O trabalho de inclusão social via tecnologia realizado pela Rede Jovem teve início em 2000, com a implantação de telecentros. Alguns anos depois, quando perceberam que o celular também poderia ser um instrumento de inclusão social, passaram “a desenvolver projetos integrando web e celular”, relata Patrícia.
Em 2008, a ONG passou a prestar atenção no mercado de aplicativos móveis e “ver que estes eram muito pouco usados no Brasil.

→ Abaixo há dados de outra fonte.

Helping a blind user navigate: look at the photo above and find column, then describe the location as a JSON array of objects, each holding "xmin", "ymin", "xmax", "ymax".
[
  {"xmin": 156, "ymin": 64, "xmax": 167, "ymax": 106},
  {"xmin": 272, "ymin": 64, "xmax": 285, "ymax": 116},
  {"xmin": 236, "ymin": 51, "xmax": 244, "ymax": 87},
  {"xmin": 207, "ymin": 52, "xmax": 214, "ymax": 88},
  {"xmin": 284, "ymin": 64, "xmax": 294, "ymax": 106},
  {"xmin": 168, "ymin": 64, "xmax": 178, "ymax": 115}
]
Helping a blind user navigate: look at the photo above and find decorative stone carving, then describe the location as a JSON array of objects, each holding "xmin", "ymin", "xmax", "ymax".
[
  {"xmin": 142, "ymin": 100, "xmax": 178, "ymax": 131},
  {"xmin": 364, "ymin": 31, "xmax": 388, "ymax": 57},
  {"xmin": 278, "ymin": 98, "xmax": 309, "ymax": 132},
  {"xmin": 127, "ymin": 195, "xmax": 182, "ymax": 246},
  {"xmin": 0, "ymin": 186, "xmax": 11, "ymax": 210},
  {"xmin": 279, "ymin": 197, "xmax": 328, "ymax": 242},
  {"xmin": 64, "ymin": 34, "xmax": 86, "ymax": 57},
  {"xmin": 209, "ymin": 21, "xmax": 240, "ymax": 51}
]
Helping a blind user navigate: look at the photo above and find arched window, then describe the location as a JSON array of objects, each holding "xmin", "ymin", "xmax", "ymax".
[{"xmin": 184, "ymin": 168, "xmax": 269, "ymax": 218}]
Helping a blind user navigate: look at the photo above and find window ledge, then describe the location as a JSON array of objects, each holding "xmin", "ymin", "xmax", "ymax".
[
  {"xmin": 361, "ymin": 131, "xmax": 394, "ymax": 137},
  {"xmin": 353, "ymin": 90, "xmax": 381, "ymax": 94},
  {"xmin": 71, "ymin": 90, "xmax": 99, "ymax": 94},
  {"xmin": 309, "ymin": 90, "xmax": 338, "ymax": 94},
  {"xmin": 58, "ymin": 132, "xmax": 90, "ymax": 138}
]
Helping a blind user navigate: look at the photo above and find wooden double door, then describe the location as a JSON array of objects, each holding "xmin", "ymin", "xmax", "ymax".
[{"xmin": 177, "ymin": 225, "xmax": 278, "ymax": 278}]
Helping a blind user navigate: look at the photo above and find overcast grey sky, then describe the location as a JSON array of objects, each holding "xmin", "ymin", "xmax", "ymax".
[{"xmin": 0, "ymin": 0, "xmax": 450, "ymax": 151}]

Aí começamos a perceber que o uso de ferramentas de geolocalização, mapas, virtuais etc. eram muito pouco usados por jovens que moravam nessas regiões aqui no Rio, e a gente se deparou com
essa realidade. São muito pouco usados porque os moradores não se identificam no mapa. Então pensamos: ‘vamos trabalhar com isso’”.
INICIATIVA DE INCLUSÃO
Na opinião da professora Arlete Meneguette, do Departamento de Cartografia da Unesp, o Wikimapa é uma iniciativa muito interessante de inclusão digital e empoderamento das comunidades, “que podem compartilhar o conhecimento que têm do lugar onde moram, estudam, trabalham, convivem”. A pesquisadora e professora
da Unesp relata que o Wikimapa está entre as plataformas de mapeamento online que utiliza.
Na prática, Arlete utiliza o Wikimapa no ensino, “na pesquisa e na extensão de serviços à comunidade”. Além dos estudantes da Unesp, o Wikimapa também vem sendo utilizado pelos educadores dos municípios que fazem parte das bacias hidrográficas dos rios Aguapeí e Peixe, afirma a professora.
Além de se expandir geograficamente, o projeto será aprimorado. Em parceria com uma empresa, a Rede Jovem está desenvolvendo um aplicativo do projeto para celulares com sistema operacional Android. “Estamos em pleno processo de desenvolvimento do Android, e em seguida começaremos a desenvolver para Iphone”, explica Patrícia. A aposta no Android é que possa ajudar a ampliar as partes visuais do projeto e outras funcionalidades, aumentando, assim, seu número de colaboradores, aposta a coordenadora do Rede Jovem.